Tous les acteurs industriels sont mobilisés. Quatre types de freins ont toutefois été identifiés :

  1. Administratifs. Car les démarches sont lourdes et peuvent diluer la capacité d’action.
  2. Financiers. Car le temps de retour sur investissement est très long.
  3. Matériels. Par exemple, les alternatives au camion ne sont pas encore bien adaptées.
  4. Economiques. Car la protection de l’environnement a un coût. Et ce coût doit être partagé avec tous les acteurs de la chaîne.

 

« Le changement climatique impose à notre secteur une équation exigeante : comment nourrir 9 milliards de personnes en 2050 tout en préservant notre climat. Produire plus et produire mieux. Concilier au mieux transition écologique et compétitivité. Ce défi immense nécessite un investissement massif de notre part. Pour y parvenir, nous avons besoin de simplification, de visibilité et de stabilité. » a expliqué Jean-Philippe GIRARD, Président de l’ANIA

Dans son intervention de clôture, le ministre de l’Agriculture, de l’agroalimentaire et de la forêt, Stéphane LE FOLL, a insisté sur le fait que « la lutte contre le changement climatique n’était pas seulement une responsabilité morale mais un enjeu stratégique pour les IAA ».

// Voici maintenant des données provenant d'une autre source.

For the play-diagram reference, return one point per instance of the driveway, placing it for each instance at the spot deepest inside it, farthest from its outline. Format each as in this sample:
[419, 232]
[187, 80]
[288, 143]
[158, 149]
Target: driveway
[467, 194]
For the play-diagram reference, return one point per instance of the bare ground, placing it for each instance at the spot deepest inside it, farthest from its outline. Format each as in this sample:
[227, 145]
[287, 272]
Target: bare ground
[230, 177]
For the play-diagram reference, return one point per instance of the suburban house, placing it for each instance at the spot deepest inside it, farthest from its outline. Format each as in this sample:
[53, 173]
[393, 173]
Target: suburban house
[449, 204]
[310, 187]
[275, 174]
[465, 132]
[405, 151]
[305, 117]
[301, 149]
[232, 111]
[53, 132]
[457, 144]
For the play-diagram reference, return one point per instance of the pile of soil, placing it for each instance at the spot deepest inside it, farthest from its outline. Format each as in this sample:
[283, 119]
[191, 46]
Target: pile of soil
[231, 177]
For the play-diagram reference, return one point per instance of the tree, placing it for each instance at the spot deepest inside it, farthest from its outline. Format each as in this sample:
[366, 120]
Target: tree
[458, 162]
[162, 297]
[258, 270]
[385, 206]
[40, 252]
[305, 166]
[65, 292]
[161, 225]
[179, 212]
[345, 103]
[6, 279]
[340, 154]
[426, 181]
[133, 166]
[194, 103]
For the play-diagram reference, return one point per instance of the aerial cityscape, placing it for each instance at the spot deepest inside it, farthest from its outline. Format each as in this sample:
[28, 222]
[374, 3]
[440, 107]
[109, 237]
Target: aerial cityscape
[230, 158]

« Le message le plus important aujourd’hui est d’appeler de tous nos vœux à l’intelligence collective. Une intelligence au service de la double performance économique et énergétique des IAA, afin d’améliorer la compétitivité des  entreprises. » a indiqué Stéphane LE FOLL

En conclusion il a annoncé la convocation rapide d’une réunion à haut niveau du groupe de travail
« Défi vert » créé dans le cadre du Comité stratégique de filière, avec pour objectif d’identifier les projets d’investissements des IAA susceptibles de s’inscrire dans le « mécanisme de soutien » à l’investissement annoncé par le Chef de l’Etat le 3 avril dernier.